Reivindicações dos Rodoviários
A categoria rodoviária apresentou a proposta de um piso salarial de R$ 5 mil para motoristas de ônibus articulados, como os do BRT, e R$ 4 mil para os demais motoristas. O reajuste solicitado é de 17%, com o intuito de compensar perdas inflacionárias passadas e garantir uma recuperação digna dos salários. A proposta de pagamento seria dividida em duas parcelas: a primeira de 8% em julho e a segunda de 8,5% em novembro.

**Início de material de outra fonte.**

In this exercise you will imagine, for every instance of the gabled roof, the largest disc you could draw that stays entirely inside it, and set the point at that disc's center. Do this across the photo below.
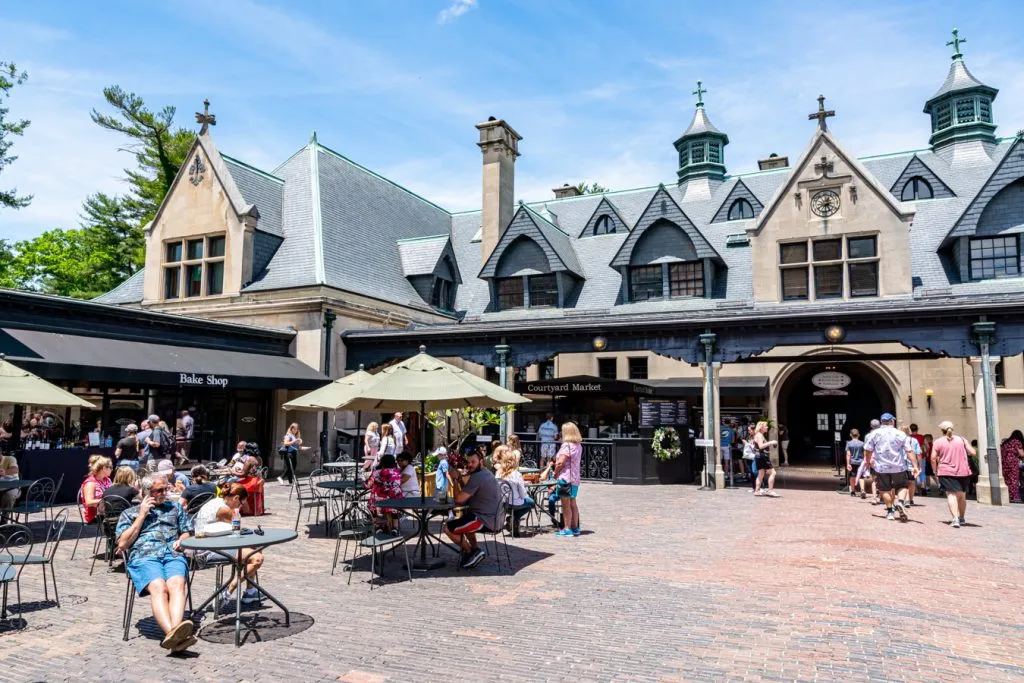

Flexibilização nas Demandas
Na assembleia recente, os rodoviários decidiram flexibilizar suas exigências, reduzindo o índice de reajuste proposto de 17% para 12%, também a ser pago em duas etapas. Além disso, a categoria reivindica um tíquete alimentação no valor de R$ 1 mil. Desde o início da greve, em 29 de junho, os trabalhadores têm destacado a importância de um reajuste justo, a valorização dos pisos salariais e a ampliação dos benefícios, além da solicitação de que o intervalo para refeição seja contado como hora extraordinária.
Expectativas Futuras
Com as negociações se aproximando, os rodoviários esperam que suas demandas sejam atendidas de forma mais satisfatória, refletindo a realidade econômica enfrentada pela categoria. A expectativa é que as reuniões com as empresas resultem em um acordo que atenda às necessidades dos trabalhadores, garantindo condições dignas de trabalho e remuneração.